After doing this, dmatrix will contain a data frame with the distances between each of the cities. Sounds great, right?

Well... it does sound great, but it won't actually work. That's because of the CRS we were using, namely longitude and latitude, which aren't useful for distances. We'll want to change to a CRS known as 3035, which is used by European governments and mapmakers.

To turn our existing data frame into a 3035 dataframe, we use the to_crs method. Then we can use apply to calculate the distances in meters. I then divided the results by 1,000, in order to get km:


gdf_3035 = gdf.to_crs(3035)

dist = (
    gdf_3035
    .geometry.apply(lambda s: (gdf_3035.distance(s)) / 1000)
    .replace(0, pd.NA)
)

Notice the call to replace? That was necessary, because this calculated the distance between every city and every other city, including the distance between each city and itself. Which, of course, will be 0. Which will then be the closest city, making our comparison a bit useless. I thus replaced all 0 values with pd.NA, the newish Pandas version of NaN. This guaranteed that those values would not be included in our calculations.

Now what? I used min, max, idxmin, and idxmax to find the largest and smallest distances for each city.
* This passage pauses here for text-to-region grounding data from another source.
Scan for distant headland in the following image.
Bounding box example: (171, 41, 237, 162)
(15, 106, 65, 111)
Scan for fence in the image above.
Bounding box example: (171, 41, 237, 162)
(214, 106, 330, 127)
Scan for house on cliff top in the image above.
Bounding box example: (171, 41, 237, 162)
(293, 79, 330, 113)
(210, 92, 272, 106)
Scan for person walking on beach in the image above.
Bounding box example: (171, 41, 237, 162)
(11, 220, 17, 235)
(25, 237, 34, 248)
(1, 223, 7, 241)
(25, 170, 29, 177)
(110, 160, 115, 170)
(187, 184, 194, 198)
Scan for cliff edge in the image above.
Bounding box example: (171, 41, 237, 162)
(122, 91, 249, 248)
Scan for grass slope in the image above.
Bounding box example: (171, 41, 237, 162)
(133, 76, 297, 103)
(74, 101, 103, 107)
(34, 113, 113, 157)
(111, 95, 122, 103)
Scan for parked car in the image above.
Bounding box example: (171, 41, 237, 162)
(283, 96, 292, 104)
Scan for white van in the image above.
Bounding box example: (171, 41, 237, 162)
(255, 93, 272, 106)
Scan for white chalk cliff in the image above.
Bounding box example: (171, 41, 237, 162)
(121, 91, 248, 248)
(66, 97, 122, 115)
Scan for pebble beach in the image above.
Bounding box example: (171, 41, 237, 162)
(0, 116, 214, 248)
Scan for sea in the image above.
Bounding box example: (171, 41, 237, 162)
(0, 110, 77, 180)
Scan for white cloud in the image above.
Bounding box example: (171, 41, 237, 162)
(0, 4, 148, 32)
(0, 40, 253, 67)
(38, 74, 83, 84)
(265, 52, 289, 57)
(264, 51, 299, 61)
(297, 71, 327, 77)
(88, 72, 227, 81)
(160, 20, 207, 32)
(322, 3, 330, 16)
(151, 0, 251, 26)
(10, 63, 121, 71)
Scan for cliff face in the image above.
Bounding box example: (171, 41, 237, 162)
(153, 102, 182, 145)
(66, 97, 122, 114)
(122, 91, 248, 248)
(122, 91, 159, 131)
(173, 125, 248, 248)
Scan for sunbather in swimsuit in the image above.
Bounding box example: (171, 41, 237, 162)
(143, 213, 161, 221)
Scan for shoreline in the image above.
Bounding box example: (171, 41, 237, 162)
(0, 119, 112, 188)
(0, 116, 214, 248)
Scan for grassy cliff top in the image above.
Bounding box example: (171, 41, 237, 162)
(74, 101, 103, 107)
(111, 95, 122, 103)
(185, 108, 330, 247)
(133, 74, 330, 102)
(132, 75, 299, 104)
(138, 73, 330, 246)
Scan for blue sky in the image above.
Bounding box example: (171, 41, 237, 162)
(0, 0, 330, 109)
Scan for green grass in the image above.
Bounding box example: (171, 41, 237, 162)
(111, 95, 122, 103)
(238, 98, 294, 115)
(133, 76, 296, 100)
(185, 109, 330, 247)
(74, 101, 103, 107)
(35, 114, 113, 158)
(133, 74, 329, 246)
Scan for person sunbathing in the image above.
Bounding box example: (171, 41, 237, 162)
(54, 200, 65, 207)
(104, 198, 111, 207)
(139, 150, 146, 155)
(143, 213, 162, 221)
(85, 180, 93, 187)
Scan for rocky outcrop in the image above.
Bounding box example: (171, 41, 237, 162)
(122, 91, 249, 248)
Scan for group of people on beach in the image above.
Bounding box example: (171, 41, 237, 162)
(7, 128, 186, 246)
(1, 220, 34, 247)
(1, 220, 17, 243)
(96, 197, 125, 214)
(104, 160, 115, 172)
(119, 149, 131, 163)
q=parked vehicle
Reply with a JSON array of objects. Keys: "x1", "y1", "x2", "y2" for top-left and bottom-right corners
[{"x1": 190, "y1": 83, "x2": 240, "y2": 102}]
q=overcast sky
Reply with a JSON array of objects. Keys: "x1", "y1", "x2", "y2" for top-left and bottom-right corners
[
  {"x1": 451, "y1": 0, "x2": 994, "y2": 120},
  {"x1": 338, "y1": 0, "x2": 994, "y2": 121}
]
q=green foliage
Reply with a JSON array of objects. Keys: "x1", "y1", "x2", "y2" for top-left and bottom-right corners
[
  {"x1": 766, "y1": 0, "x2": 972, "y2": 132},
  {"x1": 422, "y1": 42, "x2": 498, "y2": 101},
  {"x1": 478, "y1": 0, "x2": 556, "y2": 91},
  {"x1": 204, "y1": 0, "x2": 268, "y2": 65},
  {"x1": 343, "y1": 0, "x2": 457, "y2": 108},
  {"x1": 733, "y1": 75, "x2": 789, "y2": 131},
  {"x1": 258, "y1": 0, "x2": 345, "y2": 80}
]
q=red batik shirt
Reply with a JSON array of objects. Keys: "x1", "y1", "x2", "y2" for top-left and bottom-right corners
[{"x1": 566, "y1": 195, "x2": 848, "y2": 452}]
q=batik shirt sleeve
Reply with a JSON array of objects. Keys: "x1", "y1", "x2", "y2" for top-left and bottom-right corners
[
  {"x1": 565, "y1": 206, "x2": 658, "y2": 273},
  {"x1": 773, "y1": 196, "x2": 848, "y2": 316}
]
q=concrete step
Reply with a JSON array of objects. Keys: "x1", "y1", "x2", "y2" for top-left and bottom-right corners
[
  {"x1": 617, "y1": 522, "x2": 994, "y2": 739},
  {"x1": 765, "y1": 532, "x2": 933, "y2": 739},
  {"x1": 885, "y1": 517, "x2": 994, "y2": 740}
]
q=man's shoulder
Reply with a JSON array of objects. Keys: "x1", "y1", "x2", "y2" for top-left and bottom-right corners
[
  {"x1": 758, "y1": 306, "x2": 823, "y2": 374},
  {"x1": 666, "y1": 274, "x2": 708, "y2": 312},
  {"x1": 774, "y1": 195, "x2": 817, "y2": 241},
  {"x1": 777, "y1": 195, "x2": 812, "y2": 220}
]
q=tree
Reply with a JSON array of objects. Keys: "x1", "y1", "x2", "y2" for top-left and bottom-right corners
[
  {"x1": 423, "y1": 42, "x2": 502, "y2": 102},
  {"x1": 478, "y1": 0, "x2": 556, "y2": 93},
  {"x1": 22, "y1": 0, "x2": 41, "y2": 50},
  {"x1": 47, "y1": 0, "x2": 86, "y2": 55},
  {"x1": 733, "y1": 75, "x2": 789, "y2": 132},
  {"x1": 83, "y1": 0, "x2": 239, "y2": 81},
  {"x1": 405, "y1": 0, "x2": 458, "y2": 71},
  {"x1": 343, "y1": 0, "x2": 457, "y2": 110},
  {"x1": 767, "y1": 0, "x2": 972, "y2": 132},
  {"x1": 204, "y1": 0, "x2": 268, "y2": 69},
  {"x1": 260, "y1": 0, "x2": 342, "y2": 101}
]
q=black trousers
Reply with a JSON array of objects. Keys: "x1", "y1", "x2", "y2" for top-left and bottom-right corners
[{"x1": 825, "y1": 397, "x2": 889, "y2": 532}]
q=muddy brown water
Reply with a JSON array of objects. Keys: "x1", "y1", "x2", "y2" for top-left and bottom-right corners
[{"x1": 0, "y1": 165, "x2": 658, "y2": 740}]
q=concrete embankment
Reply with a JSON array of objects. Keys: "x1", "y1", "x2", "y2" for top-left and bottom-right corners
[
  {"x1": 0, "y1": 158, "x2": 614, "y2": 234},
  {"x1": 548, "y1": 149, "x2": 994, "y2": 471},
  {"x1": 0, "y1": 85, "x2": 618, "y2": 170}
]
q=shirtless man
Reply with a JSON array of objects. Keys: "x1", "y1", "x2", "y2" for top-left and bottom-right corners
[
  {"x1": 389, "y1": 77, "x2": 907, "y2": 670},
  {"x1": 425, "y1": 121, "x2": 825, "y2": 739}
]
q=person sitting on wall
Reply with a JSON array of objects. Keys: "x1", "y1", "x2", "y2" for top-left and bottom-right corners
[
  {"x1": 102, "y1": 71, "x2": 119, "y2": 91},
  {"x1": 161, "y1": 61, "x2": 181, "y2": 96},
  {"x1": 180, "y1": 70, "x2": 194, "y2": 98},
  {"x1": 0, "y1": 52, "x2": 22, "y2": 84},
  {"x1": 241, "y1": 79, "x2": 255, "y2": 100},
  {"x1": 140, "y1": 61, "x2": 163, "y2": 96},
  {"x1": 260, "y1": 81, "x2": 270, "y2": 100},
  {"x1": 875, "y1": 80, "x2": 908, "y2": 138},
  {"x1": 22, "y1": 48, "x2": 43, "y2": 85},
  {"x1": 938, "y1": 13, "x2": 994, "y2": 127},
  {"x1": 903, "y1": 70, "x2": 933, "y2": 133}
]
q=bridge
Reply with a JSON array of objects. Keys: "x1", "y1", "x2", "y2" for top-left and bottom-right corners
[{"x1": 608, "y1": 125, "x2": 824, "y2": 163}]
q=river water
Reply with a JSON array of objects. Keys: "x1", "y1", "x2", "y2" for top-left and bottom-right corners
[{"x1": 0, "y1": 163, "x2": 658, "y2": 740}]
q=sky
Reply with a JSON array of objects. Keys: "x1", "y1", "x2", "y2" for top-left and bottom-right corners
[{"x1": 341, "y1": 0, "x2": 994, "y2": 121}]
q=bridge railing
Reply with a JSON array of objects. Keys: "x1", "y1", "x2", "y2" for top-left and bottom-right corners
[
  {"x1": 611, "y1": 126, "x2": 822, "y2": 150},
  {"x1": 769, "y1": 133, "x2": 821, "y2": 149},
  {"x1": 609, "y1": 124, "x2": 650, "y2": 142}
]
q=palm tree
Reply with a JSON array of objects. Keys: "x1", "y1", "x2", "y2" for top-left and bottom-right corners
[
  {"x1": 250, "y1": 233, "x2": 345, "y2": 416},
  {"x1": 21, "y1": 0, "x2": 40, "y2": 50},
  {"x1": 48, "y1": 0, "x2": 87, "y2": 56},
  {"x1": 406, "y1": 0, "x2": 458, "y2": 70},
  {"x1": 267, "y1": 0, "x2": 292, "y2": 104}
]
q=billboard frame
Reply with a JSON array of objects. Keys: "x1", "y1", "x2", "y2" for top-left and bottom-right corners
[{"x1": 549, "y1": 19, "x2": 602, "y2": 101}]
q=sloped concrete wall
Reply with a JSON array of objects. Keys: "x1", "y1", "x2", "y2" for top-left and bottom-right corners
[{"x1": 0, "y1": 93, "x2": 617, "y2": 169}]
Remember that invoking min on a series will give you the smallest value in that series – but invoking it on a data frame will give you the minimum value for each column. By invoking each of these four aggregation methods, we'll get the nearest city, the distance there, the farthest city, and the distance there.

I performed these calculations, stuck the results in a dictionary, and used that to create a new summary data frame:

summary = pd.DataFrame({
    'nearest':     dist.idxmin(),
    'nearest_km':  dist.min().astype(float),
    'farthest':    dist.idxmax(),
    'farthest_km': dist.max().astype(float),
})

summary

To find the three capital cities that are closest to one another, I just invoked nsmallest on the nearest_km column:

(
    summary
    .nsmallest(columns='nearest_km', n=3)
    [['nearest', 'nearest_km']]
)

The result:

Country	Capital	nearest	nearest_km
Italy	Rome	Vatican City,Vatican City	4.9088719791
Vatican City	Vatican City	Italy,Rome	4.9088719791
Austria	Vienna	Slovakia,Bratislava	55.0176566505

Not surprisingly, Rome and Vatican City are quite close to one another. And Vienna is quite close to Bratislava, Slovakia.

But wait – there's a problem with this data, in that it is counting each pair twice! Given that every pair of cities has a different distance, I think that we can use a sneaky trick to do this a bit better – sorting the rows by distance, and then using .iloc[::2] to get every other row:

(
    summary
    .sort_values('nearest_km')
    .iloc[::2]
    [['nearest', 'nearest_km']]    
    .head(3)
)

Sure enough, we get the right answers, de-duplicated:

Country	Capital	nearest	nearest_km
Vatican City	Vatican City	Italy,Rome	4.9088719791
Austria	Vienna	Slovakia,Bratislava	55.0176566505
North Macedonia	Skopje	Kosovo,Pristina	77.867487374

What about farthest away?

(
    summary
    .sort_values('farthest_km', ascending=False)
    .iloc[::2]
    [['farthest', 'farthest_km']]   
    .head(3)
)

The results:

Country	Capital	farthest	farthest_km
Iceland	Reykjavik	Cyprus,Nicosia	4854.1533864323
Turkey	Ankara	Iceland,Reykjavik	4395.691201527
Malta	Valletta	Iceland,Reykjavik	3964.088883764

Not surprisingly, we see that Reykjavik is ... well, it's far from just about everywhere.